O vazio em dia chuvoso em Paris e a beirada do meu guarda-chuva


Antes eu era criança. Hoje sou jovem. (A minha idade não importa em nada.) Antes eu era criança e hoje sou jovem, pois ainda não sou adulta o suficiente para abandonar toda e qualquer insensatez. Ainda não cresci para deixar de viver a aventura. Ainda não virei gente grande em um monte de questões. Nem abandonei a franqueza.

Algo está mudando, como sempre esteve. Do que tenho, tudo, muito já me faltou e do que tive, não tenho mais. Os significantes variam. O sentido é o vazio (e o movimento).

Algo está mudando, como sempre esteve. Diferente é que agora eu vejo, sinto e reconheço o passar do tempo. (E respeito!) Quando era criança, me pensava jovem e achava que seria jovem para sempre: eu nem queria saber o passar do tempo... Agora que sou jovem sei que um dia deixarei de assim ser; o que atesta a minha juventude. Eu ser jovem não tem nada a ver com aparência física. Eu queria nunca deixar de ser jovem, mas vou. Algo está mudando, como sempre. Algo grande e estrutural se despede de mim, pedindo que eu sinta o prazer de estar bem aqui, enquanto o lobo não vem. Enquanto a morte não vem. E me gratifica por saudar a morte com alegria. Pois este é o pedido do tempo.

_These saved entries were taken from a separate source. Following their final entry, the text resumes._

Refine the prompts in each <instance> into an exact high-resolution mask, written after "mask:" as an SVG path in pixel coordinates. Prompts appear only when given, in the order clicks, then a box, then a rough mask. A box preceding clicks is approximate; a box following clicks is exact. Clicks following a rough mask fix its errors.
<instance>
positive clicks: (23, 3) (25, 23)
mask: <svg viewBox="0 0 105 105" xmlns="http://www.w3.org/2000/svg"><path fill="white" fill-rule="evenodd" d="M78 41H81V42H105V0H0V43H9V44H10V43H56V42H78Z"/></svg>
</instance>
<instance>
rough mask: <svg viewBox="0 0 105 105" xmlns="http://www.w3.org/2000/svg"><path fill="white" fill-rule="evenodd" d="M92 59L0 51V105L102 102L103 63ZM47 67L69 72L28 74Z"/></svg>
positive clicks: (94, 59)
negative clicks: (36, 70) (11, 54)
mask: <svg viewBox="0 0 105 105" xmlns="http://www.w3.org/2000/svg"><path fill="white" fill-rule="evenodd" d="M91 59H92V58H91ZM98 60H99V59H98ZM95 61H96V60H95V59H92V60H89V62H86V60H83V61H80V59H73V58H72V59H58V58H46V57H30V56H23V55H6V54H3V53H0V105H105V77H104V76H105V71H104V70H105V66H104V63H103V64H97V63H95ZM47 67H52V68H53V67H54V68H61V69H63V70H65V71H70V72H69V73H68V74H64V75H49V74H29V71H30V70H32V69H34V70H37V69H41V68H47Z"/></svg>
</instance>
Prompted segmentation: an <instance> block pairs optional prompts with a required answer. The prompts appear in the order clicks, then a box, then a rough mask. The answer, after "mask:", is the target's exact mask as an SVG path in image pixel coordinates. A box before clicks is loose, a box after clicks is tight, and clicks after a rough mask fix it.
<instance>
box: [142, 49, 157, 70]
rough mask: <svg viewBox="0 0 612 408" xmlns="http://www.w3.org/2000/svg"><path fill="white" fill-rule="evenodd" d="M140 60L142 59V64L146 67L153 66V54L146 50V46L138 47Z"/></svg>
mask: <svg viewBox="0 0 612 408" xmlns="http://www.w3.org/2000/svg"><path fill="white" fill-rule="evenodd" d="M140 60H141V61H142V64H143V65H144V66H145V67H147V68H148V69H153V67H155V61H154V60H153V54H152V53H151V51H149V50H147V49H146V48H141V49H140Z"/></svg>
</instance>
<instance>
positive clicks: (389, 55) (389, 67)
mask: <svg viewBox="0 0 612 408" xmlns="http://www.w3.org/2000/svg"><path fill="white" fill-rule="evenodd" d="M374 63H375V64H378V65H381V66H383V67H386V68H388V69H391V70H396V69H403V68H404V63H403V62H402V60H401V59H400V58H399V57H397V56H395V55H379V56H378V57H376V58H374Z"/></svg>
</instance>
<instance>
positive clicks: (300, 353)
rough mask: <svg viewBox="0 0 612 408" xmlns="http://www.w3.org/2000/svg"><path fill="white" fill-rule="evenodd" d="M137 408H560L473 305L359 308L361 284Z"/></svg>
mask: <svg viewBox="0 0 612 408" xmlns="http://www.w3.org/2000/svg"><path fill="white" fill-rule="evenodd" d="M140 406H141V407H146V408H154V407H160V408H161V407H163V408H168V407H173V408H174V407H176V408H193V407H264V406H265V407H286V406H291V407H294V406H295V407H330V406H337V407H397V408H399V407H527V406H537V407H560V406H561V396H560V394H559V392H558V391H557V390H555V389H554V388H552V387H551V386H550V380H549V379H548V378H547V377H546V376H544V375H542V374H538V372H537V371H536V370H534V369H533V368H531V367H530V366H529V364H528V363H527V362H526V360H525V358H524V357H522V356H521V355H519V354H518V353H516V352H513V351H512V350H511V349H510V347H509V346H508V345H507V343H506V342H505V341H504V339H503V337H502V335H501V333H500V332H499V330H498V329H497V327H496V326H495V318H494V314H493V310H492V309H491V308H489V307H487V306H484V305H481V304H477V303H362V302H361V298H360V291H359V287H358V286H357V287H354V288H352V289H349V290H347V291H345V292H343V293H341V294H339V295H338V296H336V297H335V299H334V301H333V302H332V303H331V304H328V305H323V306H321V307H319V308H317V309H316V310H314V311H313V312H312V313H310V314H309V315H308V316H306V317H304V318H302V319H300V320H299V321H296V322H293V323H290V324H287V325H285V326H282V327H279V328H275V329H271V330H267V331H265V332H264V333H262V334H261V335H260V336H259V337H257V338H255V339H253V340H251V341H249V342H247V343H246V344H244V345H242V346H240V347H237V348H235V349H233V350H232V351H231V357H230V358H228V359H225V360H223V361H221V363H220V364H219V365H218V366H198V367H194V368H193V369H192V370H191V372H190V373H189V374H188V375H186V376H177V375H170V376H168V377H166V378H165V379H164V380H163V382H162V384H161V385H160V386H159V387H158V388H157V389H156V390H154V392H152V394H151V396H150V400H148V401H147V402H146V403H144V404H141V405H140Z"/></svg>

Quando eu for velha, serei sábia. Terei desaprendido a insensatez por excesso de calma. Terei esquecido a fome de viver. É que quando eu conseguir ser velha eu vou saber que o passar do tempo é a grande dádiva da vida. Quando a hora chegar o meu coração vai estar tão grande que o sentimento do mundo vai me abraçar. E a necessidade de existir que ora percebo será desapego.

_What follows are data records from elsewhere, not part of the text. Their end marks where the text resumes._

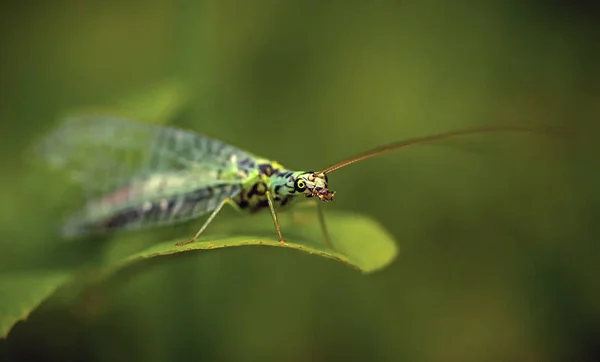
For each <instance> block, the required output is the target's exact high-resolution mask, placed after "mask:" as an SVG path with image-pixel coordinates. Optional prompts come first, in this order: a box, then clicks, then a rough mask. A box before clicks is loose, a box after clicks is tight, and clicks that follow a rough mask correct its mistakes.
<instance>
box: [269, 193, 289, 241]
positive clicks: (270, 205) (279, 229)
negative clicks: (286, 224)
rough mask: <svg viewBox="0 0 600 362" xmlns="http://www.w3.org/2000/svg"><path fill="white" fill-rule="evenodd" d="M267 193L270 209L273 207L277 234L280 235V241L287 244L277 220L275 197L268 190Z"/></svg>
mask: <svg viewBox="0 0 600 362" xmlns="http://www.w3.org/2000/svg"><path fill="white" fill-rule="evenodd" d="M266 195H267V201H268V202H269V209H271V216H272V217H273V224H275V229H276V230H277V235H278V236H279V242H280V243H281V244H282V245H285V241H284V240H283V236H282V235H281V228H280V227H279V221H277V213H276V212H275V206H274V205H273V198H272V197H271V192H270V191H267V193H266Z"/></svg>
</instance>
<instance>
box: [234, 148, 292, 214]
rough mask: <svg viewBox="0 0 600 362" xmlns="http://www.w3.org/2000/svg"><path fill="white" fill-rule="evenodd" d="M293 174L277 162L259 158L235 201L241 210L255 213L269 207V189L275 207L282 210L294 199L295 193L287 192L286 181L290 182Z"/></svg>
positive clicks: (248, 173)
mask: <svg viewBox="0 0 600 362" xmlns="http://www.w3.org/2000/svg"><path fill="white" fill-rule="evenodd" d="M293 174H294V173H293V172H292V171H289V170H287V169H285V168H284V167H283V166H282V165H280V164H279V163H277V162H273V161H268V160H258V162H257V163H256V167H255V168H254V169H253V170H250V172H248V179H247V181H246V182H244V185H243V189H242V192H240V193H239V194H238V195H236V196H235V197H234V198H233V201H234V202H235V203H236V204H237V205H238V207H239V208H240V209H241V210H243V211H247V212H250V213H254V212H257V211H260V210H262V209H268V208H269V201H268V198H267V191H269V192H270V194H271V197H272V199H273V204H274V207H275V208H276V209H279V210H281V209H282V208H284V207H287V206H289V205H290V204H291V203H292V201H293V199H294V195H290V194H288V193H287V192H286V187H288V186H286V182H289V179H290V177H292V176H293Z"/></svg>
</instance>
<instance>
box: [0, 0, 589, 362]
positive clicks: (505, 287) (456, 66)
mask: <svg viewBox="0 0 600 362" xmlns="http://www.w3.org/2000/svg"><path fill="white" fill-rule="evenodd" d="M599 15H600V13H599V11H598V9H597V8H596V7H595V6H594V5H590V4H588V3H587V2H583V1H561V0H554V1H487V2H464V3H456V2H450V1H446V2H444V1H381V2H367V1H327V2H317V1H301V2H284V1H279V2H278V1H266V0H259V1H247V2H244V1H185V0H182V1H167V0H146V1H125V0H123V1H116V0H109V1H102V2H100V1H86V2H82V1H72V0H70V1H63V0H60V1H53V2H42V1H37V2H34V1H23V2H12V3H11V2H4V3H3V4H2V8H1V9H0V19H1V20H0V27H1V34H0V39H1V42H2V45H1V52H2V53H1V57H0V64H1V78H0V82H1V97H0V119H1V124H0V137H1V142H0V149H1V150H2V158H1V161H2V177H1V180H0V182H1V184H2V187H1V189H2V195H3V200H4V202H3V203H4V204H3V206H2V223H3V225H2V234H3V235H2V239H3V242H5V243H17V244H19V243H28V242H31V235H36V238H35V239H36V240H37V241H39V242H45V241H46V240H44V237H43V235H44V233H43V231H44V228H45V227H47V224H48V223H49V222H47V221H45V220H47V218H48V217H49V215H50V214H51V213H48V210H50V209H49V208H48V207H45V208H41V210H40V208H38V207H36V201H35V200H37V197H42V196H44V195H45V196H48V197H50V196H51V194H52V192H50V191H46V187H47V184H46V182H45V180H44V179H38V180H34V182H30V183H27V184H26V186H27V187H28V188H26V187H25V186H24V184H23V183H22V182H21V180H23V179H24V178H25V177H26V176H24V175H25V173H26V172H27V170H28V168H27V167H26V166H24V165H26V164H27V162H28V161H29V159H28V158H29V157H30V156H29V155H28V153H27V152H26V151H27V149H28V148H29V147H30V146H31V144H33V143H34V142H35V141H36V140H37V139H38V138H39V137H40V136H41V135H42V134H43V133H44V132H47V131H48V130H49V129H50V128H51V127H52V126H53V125H54V124H55V122H56V121H57V117H58V115H59V114H61V113H62V112H64V111H65V110H68V109H72V108H77V107H81V106H88V105H98V104H104V103H107V102H110V101H111V100H114V99H118V98H119V97H122V96H126V95H131V94H135V93H136V92H142V91H144V90H145V89H147V88H148V87H149V86H151V85H153V84H156V83H157V82H161V81H163V80H165V79H178V80H181V81H183V82H184V83H185V84H186V86H187V87H189V89H190V90H191V105H190V107H189V109H188V111H187V113H186V116H185V117H183V118H181V119H179V120H177V121H175V122H174V124H176V125H178V126H182V127H187V128H191V129H194V130H195V131H197V132H201V133H205V134H209V135H211V136H213V137H216V138H219V139H222V140H224V141H227V142H229V143H231V144H234V145H236V146H238V147H241V148H243V149H247V150H249V151H251V152H253V153H256V154H259V155H264V156H265V157H269V158H274V159H276V160H278V161H280V162H282V163H283V164H285V165H287V166H289V167H291V168H295V169H309V170H310V169H316V168H320V167H325V166H327V165H329V164H331V163H334V162H337V161H339V160H341V159H343V158H345V157H348V156H350V155H353V154H355V153H357V152H360V151H362V150H365V149H367V148H369V147H373V146H377V145H381V144H383V143H385V142H389V141H392V140H396V139H399V138H404V137H410V136H417V135H423V134H428V133H434V132H439V131H444V130H448V129H452V128H457V127H462V126H467V125H475V124H493V123H506V122H512V123H519V124H549V125H559V126H563V127H565V128H566V129H568V130H569V132H568V137H565V139H563V140H556V139H547V138H545V137H536V136H510V135H503V136H482V137H472V138H469V139H468V140H461V141H455V142H454V143H453V144H451V145H447V146H440V147H422V148H414V149H411V150H404V151H399V152H396V153H393V154H389V155H386V156H383V157H380V158H378V159H372V160H370V161H366V162H364V163H359V164H356V165H354V166H352V167H348V168H345V169H343V170H339V171H336V173H335V174H332V175H331V176H330V184H331V186H332V188H333V189H335V190H337V192H338V194H337V200H336V201H335V202H334V203H331V204H328V205H327V209H328V211H331V212H335V210H338V209H339V210H350V211H355V212H359V213H363V214H365V215H369V216H370V217H372V218H374V219H376V220H378V221H379V222H381V224H382V225H383V226H384V227H385V228H386V229H387V230H389V232H390V233H391V234H393V235H394V237H395V239H396V241H397V243H398V244H399V246H400V248H401V254H400V257H399V258H398V259H397V260H396V262H395V263H394V264H392V265H391V266H389V267H388V268H386V269H384V270H381V271H380V272H377V273H375V274H372V275H366V276H365V275H362V274H360V273H358V272H356V271H354V270H352V269H350V268H347V267H346V266H344V265H342V264H339V263H336V262H334V261H331V260H327V259H323V258H319V257H316V256H311V255H308V254H305V253H301V252H297V251H293V250H285V249H281V248H258V247H243V248H230V249H222V250H215V251H211V252H206V253H196V254H195V255H193V256H189V257H181V258H173V259H171V260H169V262H166V263H161V264H160V265H158V266H154V267H149V268H147V269H144V268H142V269H141V270H139V271H138V272H137V273H135V274H134V275H130V276H128V277H127V278H126V280H125V277H124V276H121V277H122V278H124V280H123V281H121V282H120V283H115V284H114V285H111V286H107V287H105V288H104V289H103V290H102V291H101V292H100V293H97V297H96V298H92V300H91V302H90V301H88V302H81V303H76V304H73V305H66V306H65V305H62V306H56V307H52V306H46V307H45V308H42V309H41V310H39V311H37V312H35V313H34V314H33V315H32V316H31V317H30V318H29V319H28V320H27V322H25V323H20V324H18V325H17V326H16V328H15V329H14V330H13V331H12V332H11V334H10V335H9V338H8V339H7V340H3V341H0V351H1V352H2V356H4V357H5V358H4V359H3V360H14V361H17V360H44V361H67V360H81V361H125V360H127V361H142V360H143V361H165V360H173V361H174V360H181V361H191V360H196V361H197V360H201V361H204V360H206V361H290V362H292V361H338V360H339V361H342V360H343V361H351V360H355V361H371V360H372V361H427V362H429V361H444V362H447V361H478V362H481V361H598V360H600V347H599V346H600V288H599V283H598V275H599V274H598V268H597V267H596V263H597V260H598V256H599V254H600V253H599V251H600V250H599V249H600V247H599V246H598V236H600V227H599V226H597V220H598V211H599V209H600V207H599V206H600V204H599V203H598V200H599V198H598V191H597V185H598V181H600V176H599V175H598V172H599V171H598V166H599V163H598V162H597V160H596V159H597V158H598V157H597V155H598V150H599V148H598V147H597V146H596V145H595V144H596V142H597V137H596V136H595V135H596V134H597V132H598V130H599V127H598V126H597V123H598V117H599V116H600V102H599V97H598V96H599V95H600V88H599V86H598V84H599V83H598V77H597V75H598V72H597V67H598V64H600V63H599V60H600V58H599V49H600V48H599V47H598V44H597V39H598V35H599V33H598V27H597V25H596V22H597V19H598V16H599ZM49 194H50V195H49ZM32 195H35V197H36V199H34V198H33V196H32ZM57 199H59V197H56V196H54V200H57ZM25 200H27V201H25ZM39 202H40V204H44V201H42V199H40V201H39ZM31 215H37V216H35V217H32V216H31ZM36 230H37V231H39V232H38V233H37V234H36V232H37V231H36ZM47 242H50V241H47ZM365 242H368V240H366V241H365ZM47 257H48V258H50V259H51V258H52V255H51V254H49V255H47ZM116 278H119V276H117V277H116ZM84 299H85V298H84ZM85 300H87V299H85Z"/></svg>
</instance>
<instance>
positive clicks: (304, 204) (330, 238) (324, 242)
mask: <svg viewBox="0 0 600 362" xmlns="http://www.w3.org/2000/svg"><path fill="white" fill-rule="evenodd" d="M309 206H310V207H316V208H317V216H318V218H319V226H320V227H321V233H322V234H323V240H324V243H325V246H326V247H327V248H328V249H330V250H336V251H337V249H336V248H335V247H334V246H333V242H332V238H331V234H329V230H328V229H327V223H326V222H325V212H324V211H323V206H322V205H321V202H319V201H317V200H314V199H313V200H308V201H306V202H303V203H301V204H299V205H298V207H297V208H296V209H293V210H290V211H291V212H292V213H295V212H296V210H297V209H298V208H300V207H309ZM292 215H293V214H292Z"/></svg>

As estruturas que perco me fazem ainda mais livre. Enquanto posso, ouço o silêncio confortável de não estar experimentando um vôo. Meu coração se agita quando o cérebro rememora o chão fora dos pés. Temo a Deus, mais nada.

Das máscaras que caem eu me despeço com lágrimas rituais. E o peso do meu coração cria asa.